Jobs, public revenue from salmon farms overstated

It’s hard to fathom DFO’s interest in fish farms. Perhaps they believe what they and fish farms like to say: fish farms create employment and revenue. Well, I waited five years for the best source of info to update their numbers, and they show decisively that fish farms don’t contribute much of either.

The best stats, from BC Stats – that DFO paid for and put its name on, but acts as though they don’t exist – show this is not true.

In BC all aquaculture comprises a measly $61.9 Million of Gross Provincial Product, meaning only 9% of the fishing sector’s total of $667.4 M BC GPP contribution. Sport fishing is miles above at $325.7 M or 48.4%. And the employment that they talk of is similarly small at 1,700 or 12.2% in multiplier terms that include spin off jobs. The entire fish sector is 13,900 jobs, with sport fishing 60.4% at 8,400 jobs. The $400 Million for wild salmon restoration would do wonders for processing, commercial and sport fishing employment, not to mention the entire wild BC province.

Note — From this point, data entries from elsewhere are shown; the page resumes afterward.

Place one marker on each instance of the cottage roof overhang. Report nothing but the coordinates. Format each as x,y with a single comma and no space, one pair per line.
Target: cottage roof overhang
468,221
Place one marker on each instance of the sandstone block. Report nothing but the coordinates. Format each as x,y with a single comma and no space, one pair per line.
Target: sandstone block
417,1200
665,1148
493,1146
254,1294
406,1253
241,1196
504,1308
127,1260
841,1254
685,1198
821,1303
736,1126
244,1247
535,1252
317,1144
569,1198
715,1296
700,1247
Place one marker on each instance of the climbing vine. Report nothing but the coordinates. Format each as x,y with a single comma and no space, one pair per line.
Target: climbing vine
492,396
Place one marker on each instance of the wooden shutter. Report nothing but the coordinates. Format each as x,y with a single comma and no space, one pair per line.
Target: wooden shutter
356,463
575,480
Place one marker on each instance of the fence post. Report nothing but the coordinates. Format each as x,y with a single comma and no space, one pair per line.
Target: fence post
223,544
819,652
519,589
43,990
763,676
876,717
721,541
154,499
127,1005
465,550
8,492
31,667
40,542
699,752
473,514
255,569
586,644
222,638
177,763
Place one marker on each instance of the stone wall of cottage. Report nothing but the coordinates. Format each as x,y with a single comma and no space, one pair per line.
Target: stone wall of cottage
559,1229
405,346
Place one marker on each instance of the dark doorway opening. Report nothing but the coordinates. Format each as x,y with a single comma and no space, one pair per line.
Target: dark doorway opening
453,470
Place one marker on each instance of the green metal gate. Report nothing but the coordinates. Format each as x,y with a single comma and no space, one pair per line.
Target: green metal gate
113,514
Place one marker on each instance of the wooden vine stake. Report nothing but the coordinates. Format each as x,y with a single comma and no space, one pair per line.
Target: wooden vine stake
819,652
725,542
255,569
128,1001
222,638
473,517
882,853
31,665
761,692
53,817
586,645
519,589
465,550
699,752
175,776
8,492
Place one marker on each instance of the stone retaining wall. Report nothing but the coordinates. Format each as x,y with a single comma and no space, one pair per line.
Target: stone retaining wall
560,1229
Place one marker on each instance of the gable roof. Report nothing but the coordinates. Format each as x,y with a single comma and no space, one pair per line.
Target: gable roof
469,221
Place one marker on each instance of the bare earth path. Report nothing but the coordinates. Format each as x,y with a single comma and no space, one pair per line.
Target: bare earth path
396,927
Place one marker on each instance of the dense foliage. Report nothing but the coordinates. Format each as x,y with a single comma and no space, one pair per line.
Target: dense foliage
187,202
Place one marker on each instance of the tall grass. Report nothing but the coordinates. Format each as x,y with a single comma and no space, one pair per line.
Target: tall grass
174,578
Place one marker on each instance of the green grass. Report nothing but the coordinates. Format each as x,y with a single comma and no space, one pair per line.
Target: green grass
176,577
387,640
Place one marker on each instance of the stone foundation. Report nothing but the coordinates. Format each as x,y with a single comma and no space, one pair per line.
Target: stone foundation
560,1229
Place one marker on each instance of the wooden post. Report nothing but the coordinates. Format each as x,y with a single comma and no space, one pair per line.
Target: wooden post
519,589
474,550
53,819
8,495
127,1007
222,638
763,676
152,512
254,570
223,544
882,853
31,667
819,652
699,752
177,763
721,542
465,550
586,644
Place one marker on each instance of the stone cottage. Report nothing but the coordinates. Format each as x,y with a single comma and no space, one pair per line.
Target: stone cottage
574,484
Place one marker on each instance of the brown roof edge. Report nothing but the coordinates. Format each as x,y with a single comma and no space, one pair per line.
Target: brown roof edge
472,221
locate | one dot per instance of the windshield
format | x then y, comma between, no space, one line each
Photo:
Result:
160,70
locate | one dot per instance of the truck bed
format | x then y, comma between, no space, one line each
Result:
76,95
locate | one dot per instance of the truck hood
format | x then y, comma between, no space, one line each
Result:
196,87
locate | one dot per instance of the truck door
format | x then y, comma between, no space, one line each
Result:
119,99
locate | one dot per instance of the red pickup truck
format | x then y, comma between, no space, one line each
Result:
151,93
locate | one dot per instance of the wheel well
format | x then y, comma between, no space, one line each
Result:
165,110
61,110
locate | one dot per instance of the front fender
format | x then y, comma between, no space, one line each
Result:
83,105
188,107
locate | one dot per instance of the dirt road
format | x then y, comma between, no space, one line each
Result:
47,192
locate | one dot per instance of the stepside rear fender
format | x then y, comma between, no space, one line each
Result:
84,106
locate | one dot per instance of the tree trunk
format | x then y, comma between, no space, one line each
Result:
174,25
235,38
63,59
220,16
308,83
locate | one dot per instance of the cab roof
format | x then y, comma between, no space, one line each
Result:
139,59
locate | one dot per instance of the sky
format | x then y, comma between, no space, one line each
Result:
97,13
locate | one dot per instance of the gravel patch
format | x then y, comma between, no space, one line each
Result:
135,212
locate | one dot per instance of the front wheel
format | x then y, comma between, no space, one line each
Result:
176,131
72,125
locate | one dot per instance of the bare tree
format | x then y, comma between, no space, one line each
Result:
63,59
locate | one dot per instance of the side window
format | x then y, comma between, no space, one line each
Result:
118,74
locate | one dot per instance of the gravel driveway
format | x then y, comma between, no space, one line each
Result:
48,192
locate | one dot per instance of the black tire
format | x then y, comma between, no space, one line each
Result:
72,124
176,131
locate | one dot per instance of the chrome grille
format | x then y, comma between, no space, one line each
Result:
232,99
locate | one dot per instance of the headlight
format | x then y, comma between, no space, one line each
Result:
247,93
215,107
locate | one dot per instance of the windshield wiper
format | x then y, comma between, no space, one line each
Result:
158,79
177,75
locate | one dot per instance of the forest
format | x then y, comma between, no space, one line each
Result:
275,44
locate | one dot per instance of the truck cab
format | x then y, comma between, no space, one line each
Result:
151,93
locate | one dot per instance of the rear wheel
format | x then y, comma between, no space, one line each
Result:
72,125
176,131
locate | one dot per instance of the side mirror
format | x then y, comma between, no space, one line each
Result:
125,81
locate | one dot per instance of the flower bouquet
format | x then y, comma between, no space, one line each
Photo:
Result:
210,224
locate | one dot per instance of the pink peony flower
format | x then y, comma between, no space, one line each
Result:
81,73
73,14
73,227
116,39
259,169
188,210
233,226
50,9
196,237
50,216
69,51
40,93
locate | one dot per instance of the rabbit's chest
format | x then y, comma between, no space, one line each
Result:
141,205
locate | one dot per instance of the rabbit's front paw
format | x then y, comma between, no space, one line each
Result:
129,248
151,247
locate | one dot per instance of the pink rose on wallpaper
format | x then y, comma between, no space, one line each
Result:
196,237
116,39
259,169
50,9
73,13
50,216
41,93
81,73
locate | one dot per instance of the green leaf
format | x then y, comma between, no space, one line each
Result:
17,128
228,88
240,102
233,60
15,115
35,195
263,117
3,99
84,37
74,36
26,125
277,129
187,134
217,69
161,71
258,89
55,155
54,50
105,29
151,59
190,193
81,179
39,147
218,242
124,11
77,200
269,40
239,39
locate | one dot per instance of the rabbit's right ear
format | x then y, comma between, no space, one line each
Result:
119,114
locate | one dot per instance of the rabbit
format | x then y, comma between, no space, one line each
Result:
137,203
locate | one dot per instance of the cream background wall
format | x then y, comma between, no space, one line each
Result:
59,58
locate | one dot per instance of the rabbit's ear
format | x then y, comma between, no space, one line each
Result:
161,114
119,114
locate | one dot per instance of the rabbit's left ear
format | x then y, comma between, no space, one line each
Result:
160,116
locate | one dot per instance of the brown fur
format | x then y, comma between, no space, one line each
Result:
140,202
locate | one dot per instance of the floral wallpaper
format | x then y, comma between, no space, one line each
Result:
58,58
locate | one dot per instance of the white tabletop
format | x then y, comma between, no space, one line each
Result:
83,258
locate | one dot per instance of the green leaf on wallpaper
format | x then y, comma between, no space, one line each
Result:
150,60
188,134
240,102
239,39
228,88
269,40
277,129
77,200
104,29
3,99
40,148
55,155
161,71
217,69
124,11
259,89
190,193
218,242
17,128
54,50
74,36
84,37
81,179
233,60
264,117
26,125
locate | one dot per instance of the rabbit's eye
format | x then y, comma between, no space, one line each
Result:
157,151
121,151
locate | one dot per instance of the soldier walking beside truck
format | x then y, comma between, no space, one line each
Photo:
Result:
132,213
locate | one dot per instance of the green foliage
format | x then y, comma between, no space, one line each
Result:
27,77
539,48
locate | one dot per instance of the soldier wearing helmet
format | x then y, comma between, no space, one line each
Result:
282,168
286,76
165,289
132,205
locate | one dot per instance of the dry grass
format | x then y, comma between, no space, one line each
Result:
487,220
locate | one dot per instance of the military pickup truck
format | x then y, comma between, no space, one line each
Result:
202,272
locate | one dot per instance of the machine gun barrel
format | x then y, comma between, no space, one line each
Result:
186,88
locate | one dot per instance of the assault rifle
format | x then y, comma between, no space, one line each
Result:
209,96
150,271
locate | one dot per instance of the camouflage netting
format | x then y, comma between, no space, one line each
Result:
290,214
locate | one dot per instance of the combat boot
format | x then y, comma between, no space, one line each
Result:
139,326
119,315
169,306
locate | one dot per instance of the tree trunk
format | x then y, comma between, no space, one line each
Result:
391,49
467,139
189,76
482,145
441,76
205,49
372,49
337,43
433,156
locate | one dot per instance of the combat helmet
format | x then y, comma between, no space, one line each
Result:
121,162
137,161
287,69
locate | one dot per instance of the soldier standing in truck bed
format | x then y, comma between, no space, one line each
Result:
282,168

Sharp wild salmon decline coincides with arrival of farms
And there’s more. I spotted a science paper that confirms what most supporters of wild salmon have always suspected: wild salmon stocks in BC have declined 50% since fish farms set up shop. The paper shows the same in Ireland, Scotland and Atlantic Canada. Note that Commercial sector employment has been cut 50%, 1,400 jobs, in the same time period.

So, I did some sleuthing and found that the actual number of real fish farm jobs in BC is a very small 795. Commercial job losses in the same period are 1,400 jobs due to the loss of wild salmon. So fish farm jobs likely eliminate jobs in other sectors, resulting in a net employment loss. The same can be said for revenue.

This does not add in losses in processing, and the sport sector from DFO allowing wild salmon to decline 50%. Little wonder the Cohen Commission said DFO is in a conflict of interest. His recommendation was that fish farm support needs to be eliminated and DFO should concentrate solely on the Wild Salmon Policy and its Habitat Policy.